Suppose $z_1=1$ and $w=-1$, then $$||z_1|-|w||=0$$

but $$|\mathcal{R}\{z_1\}-\mathcal{R}\{w\}|=2$$

Hence $||z_1|-|w|| \ge |\mathcal{R}\{z_1\}-\mathcal{R}\{w\}|$ is not true.

To prove $$|z_n-w|\ge |\mathcal{R}\{z_n\}-\mathcal{R}\{w\}|$$

We have

$$|z_n-w| \ge |\mathcal{R}\{z_n-w\}|=|\mathcal{R}\{z_n\}-\mathcal{R}\{w\}|$$

where the first inequality is due to $|\mathcal{R}\{z\}|\le |z|$.

Now, we can take limit on both sides,

$$\lim_{n \to \infty}|z_n-w| \ge \lim_{n \to \infty}|\mathcal{R}\{z_n\}-\mathcal{R}\{w\}|$$

and conclude that the real part converges.

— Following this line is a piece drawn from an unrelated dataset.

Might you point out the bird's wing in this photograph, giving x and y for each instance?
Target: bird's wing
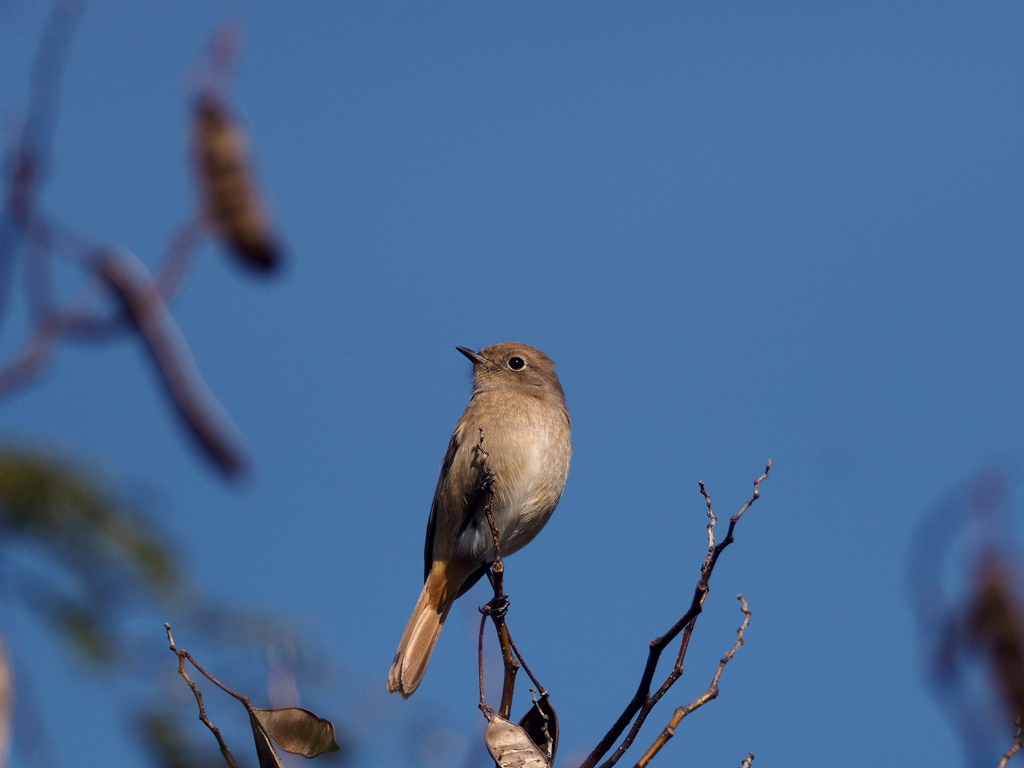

For the reverse direction:

You might like to define $x_n$, $y_n$, $x$, and $y$ explicitly and I think you meant to say

$$| (x_n + iy_n) - (x + iy)| = | (x_n - x) \color{blue}+ i(y_n - y)| $$

even though what you wrote is still correct.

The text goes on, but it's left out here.